Despite the hype, the number of deals remains small.
Will it serve for any model to build mischief on? What is he for a fool that betroths himself to unquietness?—Don John, “Much Ado About Nothing,” Shakespeare.
There has been growing attention paid to multi-process BPO of late, at least in the press if not among buyers. Alternately called multi-tower BPO or GAO (as it addresses much of the general and administrative spend of an organization), multi-process BPO bundles administrative services for several processes under a single master agreement. A few deals thus far have encompassed the delivery of technology and process execution for HR, F&A, IT, and procurement.
At the risk of sounding like we’re dismissing the concept of multi-process BPO, it’s not clear what the fuss is about. As of this writing, there have been just nine deals tracked by Everest (see Fig. 1). This compares with a whopping 135 HRO deals in the same time period. Further, there doesn’t appear to be any rapid growth over time. Whereas with HRO, the number of deals grew 22 percent last year (39 in 2005 vs. 32 in 2004), multi-process BPO deals have numbered two for each of the past five years other than in 2003, when there was just one. Multi-process deals appear to be largely contained to the energy and utility sector, which represents 56 percent of deals.
Much of the apparent interest seems to be among the supplier community, where such large and complex engagements play to their strengths. Few organizations boast the expertise and infrastructure to successfully manage and deliver multi-domain services around the globe. The short list of providers reflects the same list as the winners of multi-process deals thus far.
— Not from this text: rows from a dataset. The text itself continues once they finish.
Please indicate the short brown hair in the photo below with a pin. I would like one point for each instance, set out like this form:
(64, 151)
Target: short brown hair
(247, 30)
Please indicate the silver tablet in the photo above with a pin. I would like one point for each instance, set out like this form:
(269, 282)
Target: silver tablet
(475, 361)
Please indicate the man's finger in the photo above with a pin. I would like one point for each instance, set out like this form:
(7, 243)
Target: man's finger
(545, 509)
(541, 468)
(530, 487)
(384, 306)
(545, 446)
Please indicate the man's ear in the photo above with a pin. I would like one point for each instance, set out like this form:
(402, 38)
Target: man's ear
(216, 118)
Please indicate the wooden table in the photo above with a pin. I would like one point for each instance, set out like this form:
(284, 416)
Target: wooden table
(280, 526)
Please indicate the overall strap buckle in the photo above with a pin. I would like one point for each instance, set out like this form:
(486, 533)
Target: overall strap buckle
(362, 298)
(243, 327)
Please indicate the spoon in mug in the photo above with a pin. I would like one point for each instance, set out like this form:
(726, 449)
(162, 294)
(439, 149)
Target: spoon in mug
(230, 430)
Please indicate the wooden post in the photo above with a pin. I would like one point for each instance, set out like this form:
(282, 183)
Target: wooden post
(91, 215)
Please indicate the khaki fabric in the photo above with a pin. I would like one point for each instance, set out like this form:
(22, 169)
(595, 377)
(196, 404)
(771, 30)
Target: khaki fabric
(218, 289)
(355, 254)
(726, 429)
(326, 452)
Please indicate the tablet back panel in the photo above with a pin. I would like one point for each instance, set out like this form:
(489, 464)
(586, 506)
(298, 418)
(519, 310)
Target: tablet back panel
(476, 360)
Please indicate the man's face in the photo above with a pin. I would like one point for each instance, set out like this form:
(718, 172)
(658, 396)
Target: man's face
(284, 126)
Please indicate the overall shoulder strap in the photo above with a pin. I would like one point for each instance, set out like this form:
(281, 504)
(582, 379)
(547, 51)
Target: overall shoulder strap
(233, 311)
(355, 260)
The big winner thus far has been IBM. While it and Capgemini claim three multi-process contracts, IBM is capturing 44 percent of the annual contract value (ACV) of $246 million spent each year across multi-process BPO engagements. And if $246 million sounds like a large number, one should keep in mind that this is just 12 percent of the more than $2 billion HRO ACV.
So what are the advantages and disadvantages for buyers? There is a compelling benefit to organizations that have elected this as their sourcing strategy. Current buyers have cited the CEO-/CFO-driven nature of multi-process BPO deals as creating a strong environment for change within their organizations.
Regarding disadvantages, a concern cited was whether a single provider truly could deliver consistently excellent execution across so many complex processes and functions, or would the buyer need to make compromises? Another concern is that the motivational factors for HRO are not the same for FAO or ITO and that getting alignment in the sought-after value was difficult. There also were concerns over “putting all your eggs into one basket” and the accompanying fear that reduced competition might not lead to the lowest price over time.